Eep (Emma Stone) is sick of all the rules. She wants to see what's beyond her very tiny world, and one night while the family sleeps (in a precisely named "sleep pile"), she ventures out on her own. Before long, Eep stumbles onto a more modern-looking boy than she's used to. His name is Guy (Ryan Reynolds), and he can make fire and do other impressive things. Guy tells her that the world as she knows it is about to end, so she should come with him to whatever it is the future holds.

Many animated films have followed a similar path to give their characters a larger-than-life journey. Finding Nemo was almost literally a fish-out-of-water story, Wall-E took the robot out of his comfort zone, and all the Toy Story and Ice Age and Madagascar movies do the same thing. So when the Croods have to leave their cave behind, it's not a major surprise. But that doesn't mean everyone's happy about the trip. Grug hates every step along the way. He's scared of everything, he's losing his daughter to this heroic kid with all the big ideas and he's stuck with his mother-in-law (Cloris Leachman). Speaking of the mother-in-law, there's a funny, recurring joke in The Croods in which Grug does a head count after every misadventure and is always depressed when his wife's mother hasn't been killed off.

Leachman is always good for some acidic one-liners, but she's kind of underused here. The same goes for Catherine Keener, playing Eep's mother. The real conflict of the film is between Grug, Eep and Guy, so most of the other characters don't mean much. But if that's the case, why spin the wheels of Leachman and Keener, who can deliver so much more?

Perhaps the characters played a larger role earlier, before Cage swooped in and stole the movie. He's capable of this, you know. Cage seems pretty comfortable dazzling in roles like this one or in Kick-Ass and then dipping his cup into mediocrity or worse (Ghost Riders aplenty, Drive Angry, and on and on). But when he hits, he's like a streak shooter in basketball. There has always been some quicksilver energy to Cage, the kind that makes him find something totally unique even when he completely misses the mark. And in a sense that's what makes him good at voice acting. He can find notes other actors can't because he's free in his own mind to try anything. He's great throughout The Croods, making the film worth watching even if it didn't have that great 3-D.

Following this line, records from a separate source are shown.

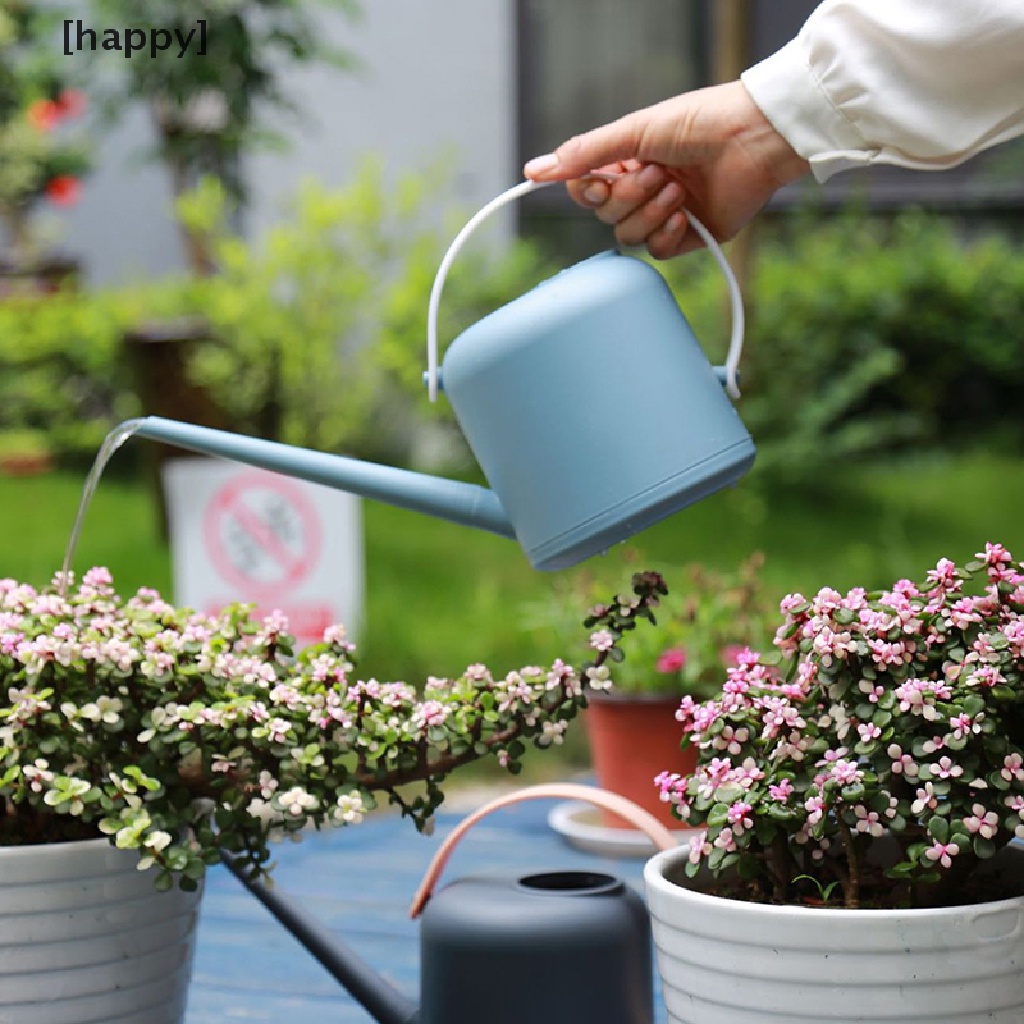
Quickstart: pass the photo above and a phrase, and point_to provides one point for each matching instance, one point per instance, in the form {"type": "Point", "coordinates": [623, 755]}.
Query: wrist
{"type": "Point", "coordinates": [765, 144]}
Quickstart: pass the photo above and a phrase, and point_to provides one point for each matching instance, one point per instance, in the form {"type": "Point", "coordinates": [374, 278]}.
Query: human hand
{"type": "Point", "coordinates": [711, 151]}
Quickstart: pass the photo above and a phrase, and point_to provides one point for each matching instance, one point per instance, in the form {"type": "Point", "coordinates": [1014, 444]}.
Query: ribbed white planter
{"type": "Point", "coordinates": [85, 938]}
{"type": "Point", "coordinates": [727, 962]}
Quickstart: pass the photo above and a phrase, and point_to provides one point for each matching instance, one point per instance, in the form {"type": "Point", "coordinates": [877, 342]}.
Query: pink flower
{"type": "Point", "coordinates": [946, 769]}
{"type": "Point", "coordinates": [1013, 768]}
{"type": "Point", "coordinates": [868, 731]}
{"type": "Point", "coordinates": [699, 847]}
{"type": "Point", "coordinates": [943, 853]}
{"type": "Point", "coordinates": [985, 824]}
{"type": "Point", "coordinates": [731, 654]}
{"type": "Point", "coordinates": [672, 659]}
{"type": "Point", "coordinates": [739, 816]}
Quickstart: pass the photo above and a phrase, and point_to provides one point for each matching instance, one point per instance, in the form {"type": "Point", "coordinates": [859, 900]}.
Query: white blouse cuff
{"type": "Point", "coordinates": [790, 94]}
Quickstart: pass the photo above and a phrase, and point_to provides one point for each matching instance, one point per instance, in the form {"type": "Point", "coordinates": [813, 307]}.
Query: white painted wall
{"type": "Point", "coordinates": [437, 77]}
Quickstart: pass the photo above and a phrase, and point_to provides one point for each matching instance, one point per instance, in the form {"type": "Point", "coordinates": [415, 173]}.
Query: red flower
{"type": "Point", "coordinates": [44, 115]}
{"type": "Point", "coordinates": [64, 189]}
{"type": "Point", "coordinates": [72, 102]}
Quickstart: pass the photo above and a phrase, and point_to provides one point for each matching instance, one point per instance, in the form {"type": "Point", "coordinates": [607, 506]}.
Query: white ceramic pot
{"type": "Point", "coordinates": [85, 938]}
{"type": "Point", "coordinates": [727, 962]}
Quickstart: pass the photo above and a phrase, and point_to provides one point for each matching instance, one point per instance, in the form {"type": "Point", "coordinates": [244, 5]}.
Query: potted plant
{"type": "Point", "coordinates": [39, 160]}
{"type": "Point", "coordinates": [705, 619]}
{"type": "Point", "coordinates": [178, 736]}
{"type": "Point", "coordinates": [856, 795]}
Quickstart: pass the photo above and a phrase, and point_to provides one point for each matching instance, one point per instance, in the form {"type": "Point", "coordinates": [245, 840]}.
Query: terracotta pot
{"type": "Point", "coordinates": [633, 737]}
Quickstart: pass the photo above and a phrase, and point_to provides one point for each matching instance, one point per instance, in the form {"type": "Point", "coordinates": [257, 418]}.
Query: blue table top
{"type": "Point", "coordinates": [358, 882]}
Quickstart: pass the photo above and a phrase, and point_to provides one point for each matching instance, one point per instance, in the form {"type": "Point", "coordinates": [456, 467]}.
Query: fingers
{"type": "Point", "coordinates": [643, 205]}
{"type": "Point", "coordinates": [619, 140]}
{"type": "Point", "coordinates": [672, 238]}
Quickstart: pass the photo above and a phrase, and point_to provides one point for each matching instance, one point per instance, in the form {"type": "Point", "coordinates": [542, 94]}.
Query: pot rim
{"type": "Point", "coordinates": [656, 883]}
{"type": "Point", "coordinates": [615, 695]}
{"type": "Point", "coordinates": [32, 849]}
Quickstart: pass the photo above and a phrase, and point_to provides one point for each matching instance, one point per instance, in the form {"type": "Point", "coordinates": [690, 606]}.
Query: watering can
{"type": "Point", "coordinates": [588, 402]}
{"type": "Point", "coordinates": [546, 948]}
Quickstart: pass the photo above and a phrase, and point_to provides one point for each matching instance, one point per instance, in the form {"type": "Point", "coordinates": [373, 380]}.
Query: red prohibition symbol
{"type": "Point", "coordinates": [262, 535]}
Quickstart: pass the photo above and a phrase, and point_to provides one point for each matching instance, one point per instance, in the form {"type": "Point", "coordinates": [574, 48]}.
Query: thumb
{"type": "Point", "coordinates": [619, 140]}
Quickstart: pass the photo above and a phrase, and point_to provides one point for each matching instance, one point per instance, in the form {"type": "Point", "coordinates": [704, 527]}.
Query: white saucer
{"type": "Point", "coordinates": [580, 824]}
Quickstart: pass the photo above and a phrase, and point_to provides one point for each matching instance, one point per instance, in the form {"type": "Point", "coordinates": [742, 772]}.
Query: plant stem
{"type": "Point", "coordinates": [851, 880]}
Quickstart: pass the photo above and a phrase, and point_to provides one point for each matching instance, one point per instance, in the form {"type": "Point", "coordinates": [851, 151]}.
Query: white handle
{"type": "Point", "coordinates": [735, 299]}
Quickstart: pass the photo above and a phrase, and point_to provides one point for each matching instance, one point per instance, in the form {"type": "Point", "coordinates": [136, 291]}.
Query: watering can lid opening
{"type": "Point", "coordinates": [571, 883]}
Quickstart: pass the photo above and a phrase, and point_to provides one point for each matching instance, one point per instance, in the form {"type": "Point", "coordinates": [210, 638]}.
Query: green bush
{"type": "Point", "coordinates": [867, 337]}
{"type": "Point", "coordinates": [62, 371]}
{"type": "Point", "coordinates": [320, 327]}
{"type": "Point", "coordinates": [322, 324]}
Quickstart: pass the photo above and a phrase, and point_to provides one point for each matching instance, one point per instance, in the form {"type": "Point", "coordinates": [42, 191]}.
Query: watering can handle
{"type": "Point", "coordinates": [735, 298]}
{"type": "Point", "coordinates": [643, 820]}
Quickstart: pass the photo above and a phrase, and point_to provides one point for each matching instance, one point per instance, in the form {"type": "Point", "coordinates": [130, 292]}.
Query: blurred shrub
{"type": "Point", "coordinates": [320, 327]}
{"type": "Point", "coordinates": [61, 372]}
{"type": "Point", "coordinates": [868, 337]}
{"type": "Point", "coordinates": [322, 324]}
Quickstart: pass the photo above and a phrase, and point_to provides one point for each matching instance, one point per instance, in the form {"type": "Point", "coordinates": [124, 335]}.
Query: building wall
{"type": "Point", "coordinates": [436, 78]}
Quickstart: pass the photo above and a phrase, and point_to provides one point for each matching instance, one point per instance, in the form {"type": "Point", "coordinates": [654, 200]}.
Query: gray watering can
{"type": "Point", "coordinates": [551, 947]}
{"type": "Point", "coordinates": [588, 402]}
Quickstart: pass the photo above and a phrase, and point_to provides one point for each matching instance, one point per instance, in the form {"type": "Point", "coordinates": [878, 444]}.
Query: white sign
{"type": "Point", "coordinates": [246, 535]}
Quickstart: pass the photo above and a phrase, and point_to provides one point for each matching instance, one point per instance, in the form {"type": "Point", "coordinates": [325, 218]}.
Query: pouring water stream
{"type": "Point", "coordinates": [112, 442]}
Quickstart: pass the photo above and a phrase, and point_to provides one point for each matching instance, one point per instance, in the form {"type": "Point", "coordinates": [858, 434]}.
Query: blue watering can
{"type": "Point", "coordinates": [547, 947]}
{"type": "Point", "coordinates": [588, 402]}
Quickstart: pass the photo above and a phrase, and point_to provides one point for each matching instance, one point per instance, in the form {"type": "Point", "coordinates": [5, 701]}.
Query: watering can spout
{"type": "Point", "coordinates": [465, 504]}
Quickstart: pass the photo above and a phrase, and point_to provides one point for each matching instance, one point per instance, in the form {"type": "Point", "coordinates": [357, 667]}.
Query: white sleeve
{"type": "Point", "coordinates": [920, 83]}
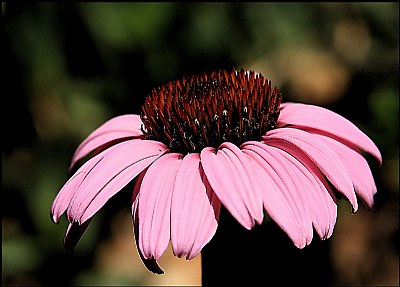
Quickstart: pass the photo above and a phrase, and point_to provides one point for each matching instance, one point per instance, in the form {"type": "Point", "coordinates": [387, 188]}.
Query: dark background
{"type": "Point", "coordinates": [67, 68]}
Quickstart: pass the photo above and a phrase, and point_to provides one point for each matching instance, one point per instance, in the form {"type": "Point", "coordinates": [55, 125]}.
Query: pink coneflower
{"type": "Point", "coordinates": [215, 139]}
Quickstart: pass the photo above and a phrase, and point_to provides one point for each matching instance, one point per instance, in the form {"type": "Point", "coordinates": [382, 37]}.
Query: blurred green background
{"type": "Point", "coordinates": [67, 68]}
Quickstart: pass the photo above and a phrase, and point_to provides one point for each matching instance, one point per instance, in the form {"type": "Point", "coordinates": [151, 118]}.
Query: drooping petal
{"type": "Point", "coordinates": [228, 175]}
{"type": "Point", "coordinates": [117, 166]}
{"type": "Point", "coordinates": [193, 218]}
{"type": "Point", "coordinates": [118, 128]}
{"type": "Point", "coordinates": [298, 142]}
{"type": "Point", "coordinates": [282, 201]}
{"type": "Point", "coordinates": [318, 200]}
{"type": "Point", "coordinates": [154, 208]}
{"type": "Point", "coordinates": [357, 167]}
{"type": "Point", "coordinates": [74, 234]}
{"type": "Point", "coordinates": [310, 117]}
{"type": "Point", "coordinates": [67, 192]}
{"type": "Point", "coordinates": [151, 264]}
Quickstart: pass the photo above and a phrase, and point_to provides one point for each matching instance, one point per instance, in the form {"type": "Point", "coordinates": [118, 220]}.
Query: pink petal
{"type": "Point", "coordinates": [151, 264]}
{"type": "Point", "coordinates": [155, 205]}
{"type": "Point", "coordinates": [115, 129]}
{"type": "Point", "coordinates": [193, 218]}
{"type": "Point", "coordinates": [117, 166]}
{"type": "Point", "coordinates": [296, 142]}
{"type": "Point", "coordinates": [318, 200]}
{"type": "Point", "coordinates": [311, 118]}
{"type": "Point", "coordinates": [281, 197]}
{"type": "Point", "coordinates": [67, 192]}
{"type": "Point", "coordinates": [228, 174]}
{"type": "Point", "coordinates": [357, 167]}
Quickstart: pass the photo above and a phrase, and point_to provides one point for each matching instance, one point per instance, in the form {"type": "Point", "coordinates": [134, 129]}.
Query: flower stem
{"type": "Point", "coordinates": [262, 256]}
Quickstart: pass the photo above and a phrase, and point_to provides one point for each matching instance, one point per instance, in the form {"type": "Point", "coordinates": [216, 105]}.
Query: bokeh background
{"type": "Point", "coordinates": [67, 68]}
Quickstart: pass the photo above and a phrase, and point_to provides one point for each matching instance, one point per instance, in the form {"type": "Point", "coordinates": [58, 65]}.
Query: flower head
{"type": "Point", "coordinates": [222, 138]}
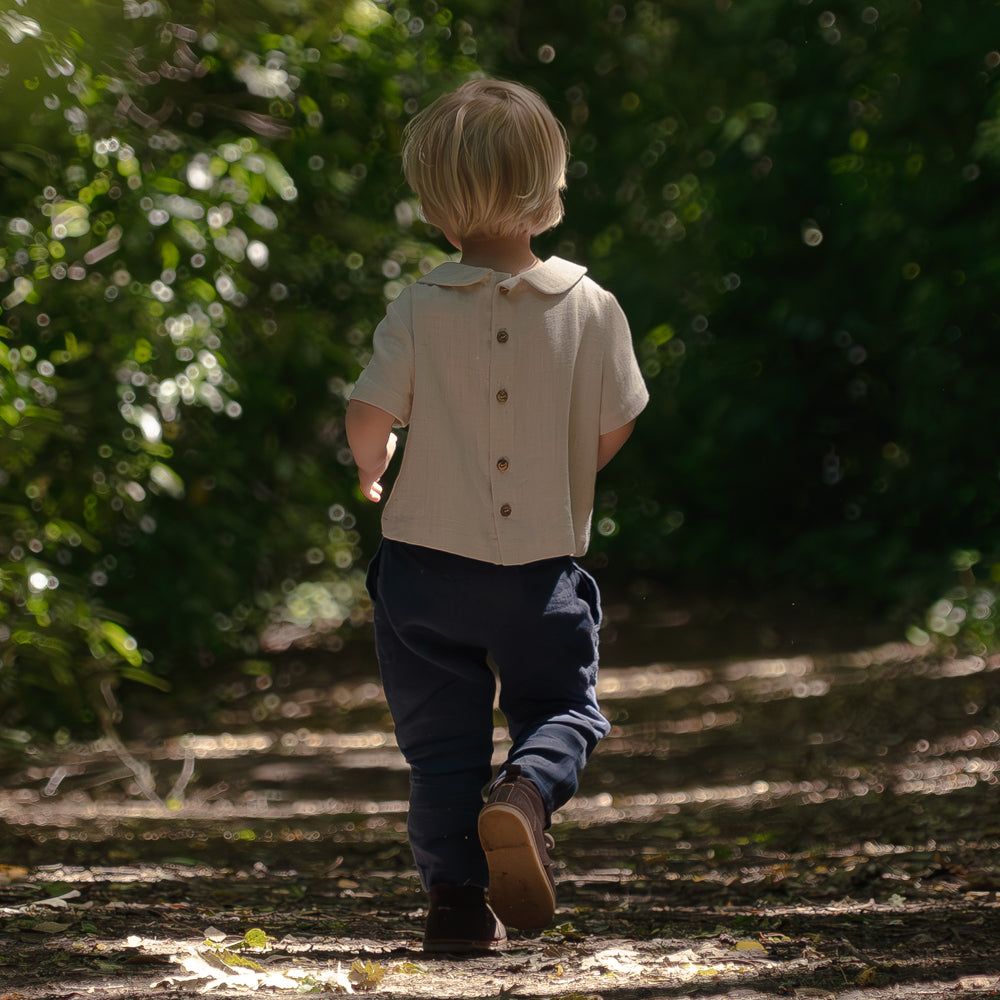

The animation is not perfect, mind you. The character design is dated and it isn't as crisp as it should be. But the backgrounds, the movement of the characters and the way they all come together is terrific.

An unusual bit of backstory to close this out: The Croods began life 180 degrees away from rich, wondrous 3-D. Dreamworks originally envisioned it as stop-motion animation and had a deal in place with Aardman (the Wallace & Gromit gang) to make something called Crood Awakening about a decade ago. John Cleese even wrote a script for it. Cleese retains a story credit here, the only fossil evidence from the prehistoric version of this funny, eye-catching family film.